第7話
「っはぁっ、ぁ、はぁっ、」
ずく、ずく…下腹が張りすぎて、我慢してるのかしてないのか、わからなくなってきた。
「ほらさっさと走れよ!!」
「っひぃ、っひ、」
後ろから何人にも抜かされて、ちんこを握りしめながら走ってるところを見られて。はずかしくて、はずかしくて。
(しにたい…)
涙なのか汗なのかわからない水が顎を伝う。後ろから聞こえる笑い声が、うるさい。
じゅい…
「っふぁ、」
一瞬、熱くなるズボン。慌てて立ち止まってソコを両手で握りしめる。
「んっ、ぁっ、」
じゅぅ…じゅ…
「急に止まるなよグズが」
ぱつぱつの膀胱が収縮しようと暴れている。一歩も歩けない。歩いたら、出ちゃう。
「10秒止まったら罰ゲームって言ったよなぁ?」
ぐいっ、
じゅっ!!
「っひぃ、」
ズボンを貫通した液体が手を濡らす。グッと強くタンクを押されて、一気に尿道におしっこが押し寄せてくる。
「おしっこ、でちゃうからっ、やめっ、ぁあんっ、」
「走らずサボってる奴が悪いんだよ。あれ?何か手が濡れてない?」
じゅい、じゅい、じゅぅぅぅ…
手の指からポタポタと溢れる雫。最早止める術がなくて、でも、諦められなくてありったけの力をチンコに込める。
「おちっこ、もう我慢できまちぇんかぁ?」
ぐっ、ぐっ、ぐっ、
じゅぃ、じゅうううう、じゅぃぃぃぃぃぃ…
「っはぁ、っ!!ぁっ、んんんんんんっ!!」
「うわっ、水から出した魚みてえ!」
「ははっウケるんですけど」
びしょびしょの手で揉みしだき、太ももをびっちりと閉じて、お尻を突き出して。
(高校生にもなって、おれ…やだ、)
足に一筋、また一筋と水が伝う。
恥ずかしくて、みっともなくて、どうしようもない。
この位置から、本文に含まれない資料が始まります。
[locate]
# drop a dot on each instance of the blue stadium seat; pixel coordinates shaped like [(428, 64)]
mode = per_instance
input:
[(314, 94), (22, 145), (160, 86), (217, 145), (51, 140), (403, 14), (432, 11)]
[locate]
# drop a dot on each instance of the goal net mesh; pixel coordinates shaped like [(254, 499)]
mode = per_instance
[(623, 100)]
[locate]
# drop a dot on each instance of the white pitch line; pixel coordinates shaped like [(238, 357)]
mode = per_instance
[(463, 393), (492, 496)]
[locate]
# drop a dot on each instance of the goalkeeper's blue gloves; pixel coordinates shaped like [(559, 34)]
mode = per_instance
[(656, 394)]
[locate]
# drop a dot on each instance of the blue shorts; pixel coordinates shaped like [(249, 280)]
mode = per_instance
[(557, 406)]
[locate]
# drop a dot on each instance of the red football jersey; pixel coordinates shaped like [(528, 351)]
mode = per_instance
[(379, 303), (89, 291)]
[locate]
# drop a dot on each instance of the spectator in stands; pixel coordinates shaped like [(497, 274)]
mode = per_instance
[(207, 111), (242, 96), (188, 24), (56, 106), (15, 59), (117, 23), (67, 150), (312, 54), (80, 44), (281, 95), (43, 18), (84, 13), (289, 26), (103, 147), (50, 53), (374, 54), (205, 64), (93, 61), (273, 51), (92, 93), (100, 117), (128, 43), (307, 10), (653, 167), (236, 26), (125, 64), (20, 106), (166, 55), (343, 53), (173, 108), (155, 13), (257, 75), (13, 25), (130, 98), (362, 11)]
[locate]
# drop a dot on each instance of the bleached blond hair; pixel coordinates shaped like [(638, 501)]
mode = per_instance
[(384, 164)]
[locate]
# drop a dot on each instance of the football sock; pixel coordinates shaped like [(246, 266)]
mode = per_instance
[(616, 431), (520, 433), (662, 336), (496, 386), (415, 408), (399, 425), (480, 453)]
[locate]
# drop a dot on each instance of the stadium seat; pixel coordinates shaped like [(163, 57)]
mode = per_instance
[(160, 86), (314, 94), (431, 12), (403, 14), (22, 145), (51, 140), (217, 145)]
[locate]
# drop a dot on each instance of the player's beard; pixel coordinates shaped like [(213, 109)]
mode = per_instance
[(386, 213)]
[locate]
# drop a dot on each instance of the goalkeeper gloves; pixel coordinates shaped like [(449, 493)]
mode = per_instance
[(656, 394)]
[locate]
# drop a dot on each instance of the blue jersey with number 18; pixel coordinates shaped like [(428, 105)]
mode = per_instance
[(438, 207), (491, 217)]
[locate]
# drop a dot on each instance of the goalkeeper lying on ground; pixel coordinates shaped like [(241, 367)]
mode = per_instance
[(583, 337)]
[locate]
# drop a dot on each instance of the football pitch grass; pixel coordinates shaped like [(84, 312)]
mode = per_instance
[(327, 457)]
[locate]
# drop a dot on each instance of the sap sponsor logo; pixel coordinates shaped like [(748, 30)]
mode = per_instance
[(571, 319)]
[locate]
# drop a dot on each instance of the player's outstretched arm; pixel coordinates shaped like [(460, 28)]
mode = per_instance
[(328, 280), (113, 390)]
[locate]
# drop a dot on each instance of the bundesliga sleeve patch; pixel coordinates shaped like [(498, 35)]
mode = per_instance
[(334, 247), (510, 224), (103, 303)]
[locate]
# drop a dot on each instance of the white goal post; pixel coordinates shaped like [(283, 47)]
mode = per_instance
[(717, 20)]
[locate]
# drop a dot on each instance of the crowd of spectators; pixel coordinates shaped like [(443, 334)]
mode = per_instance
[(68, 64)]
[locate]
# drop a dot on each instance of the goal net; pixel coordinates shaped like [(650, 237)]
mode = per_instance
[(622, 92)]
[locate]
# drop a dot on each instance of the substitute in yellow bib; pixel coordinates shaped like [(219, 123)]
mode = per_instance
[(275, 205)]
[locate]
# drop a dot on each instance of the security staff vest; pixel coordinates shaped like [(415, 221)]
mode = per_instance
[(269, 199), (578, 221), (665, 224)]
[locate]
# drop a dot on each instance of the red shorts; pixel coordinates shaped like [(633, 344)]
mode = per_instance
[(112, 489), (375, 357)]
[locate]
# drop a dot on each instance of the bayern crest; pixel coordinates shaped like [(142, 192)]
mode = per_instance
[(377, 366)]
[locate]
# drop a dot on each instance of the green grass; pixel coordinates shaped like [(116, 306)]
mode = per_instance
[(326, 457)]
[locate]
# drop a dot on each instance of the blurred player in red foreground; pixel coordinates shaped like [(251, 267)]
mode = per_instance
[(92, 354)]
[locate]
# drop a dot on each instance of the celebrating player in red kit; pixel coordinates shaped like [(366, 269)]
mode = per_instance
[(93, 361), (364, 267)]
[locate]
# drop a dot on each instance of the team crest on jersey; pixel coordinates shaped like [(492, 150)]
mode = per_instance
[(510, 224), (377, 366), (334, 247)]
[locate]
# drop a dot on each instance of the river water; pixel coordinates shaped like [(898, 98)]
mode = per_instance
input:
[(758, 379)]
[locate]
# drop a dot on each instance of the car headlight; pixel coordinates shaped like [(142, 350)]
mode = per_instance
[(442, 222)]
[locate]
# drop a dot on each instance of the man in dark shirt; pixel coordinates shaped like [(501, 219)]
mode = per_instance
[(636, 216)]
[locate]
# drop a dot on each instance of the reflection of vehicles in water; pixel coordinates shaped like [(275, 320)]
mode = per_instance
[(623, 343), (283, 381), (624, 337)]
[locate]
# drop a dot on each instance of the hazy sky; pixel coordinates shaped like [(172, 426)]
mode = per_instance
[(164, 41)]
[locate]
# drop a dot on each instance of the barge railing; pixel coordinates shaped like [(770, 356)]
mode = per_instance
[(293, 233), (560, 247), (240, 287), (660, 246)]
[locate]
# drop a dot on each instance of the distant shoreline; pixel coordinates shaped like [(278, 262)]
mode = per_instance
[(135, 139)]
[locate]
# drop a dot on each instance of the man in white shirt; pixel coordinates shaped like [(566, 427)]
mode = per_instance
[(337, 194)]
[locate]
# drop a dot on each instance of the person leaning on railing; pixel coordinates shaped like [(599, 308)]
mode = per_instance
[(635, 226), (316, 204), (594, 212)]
顔が熱くて、目の前がゆらゆらする。
「あっ、、」
しゅぁあああああああ、
ばちゃばちゃばちゃ…明らかに重い音が地面の上で鳴り響く。
「うわっ、マジで漏らした!!」
「きったねえなぁ!!」
痛かったお腹の張りがみるみるうちに萎んでいく。
「っはぅ、っは、んぅ、」
っじょおおおおおおお、
「やだ、まって、とまって、」
しゃがみこんで、踵で出口をぐりぐりして、なんとか堰き止めようとするけど、意味もなく不条理にソレは流れていく。
いっぱい、いっぱい我慢したのに。頑張って走ったのに。あのときおしっこ行ってたら間に合ったのに。
っしぃぃぃぃぃっ…しぃ…
(や、っと…とまった…でも…)
目の前に広がる水溜り。ズボンも、靴も、大惨事。
「あーあ、やっちゃった」
一言だった。その、にやけを含んだ一言で、目の前が一気に熱くなる。
「う゛、うぁぁぁぁ…っひ、っぐ、ッヒグ、おし゛っこ、行き゛た゛いって、い゛った、」恥ずかしくて、惨めで、涙がボロボロ流れてくる。水なんて飲まなけりゃ良かった。やっぱり今日行かなければよかった。トイレ、無理にでも済ませておけばよかった。色んな後悔がぐちゃぐちゃで、みっともなくしゃくりあげてしまう。
「うわっ…まじ泣きしてるよこいつ」
「行こーぜ。汚くて近寄りたくねえし」
「その格好で更衣室来んなよ。汚れるから」
「グズ、ッヒグ、」
誰もいなくなった道を泣きながら歩く。一歩進むたび、ぐじゅりと音を立てる靴に悲しくなってまた涙が溢れる。
「もう、やだ…」
ちくちくと胃が痛い。涙も止まらない。バスケを思い切りやりたいだけなのに、何でこんなに難しいんだろう。なんで、こんな全く関係ないことで悩まないといけないんだろう。
「あれ?嶋?」
「え、なんで、」
後ろを振り返ると、驚いた顔で上から下に目線をやる水城が立っていた。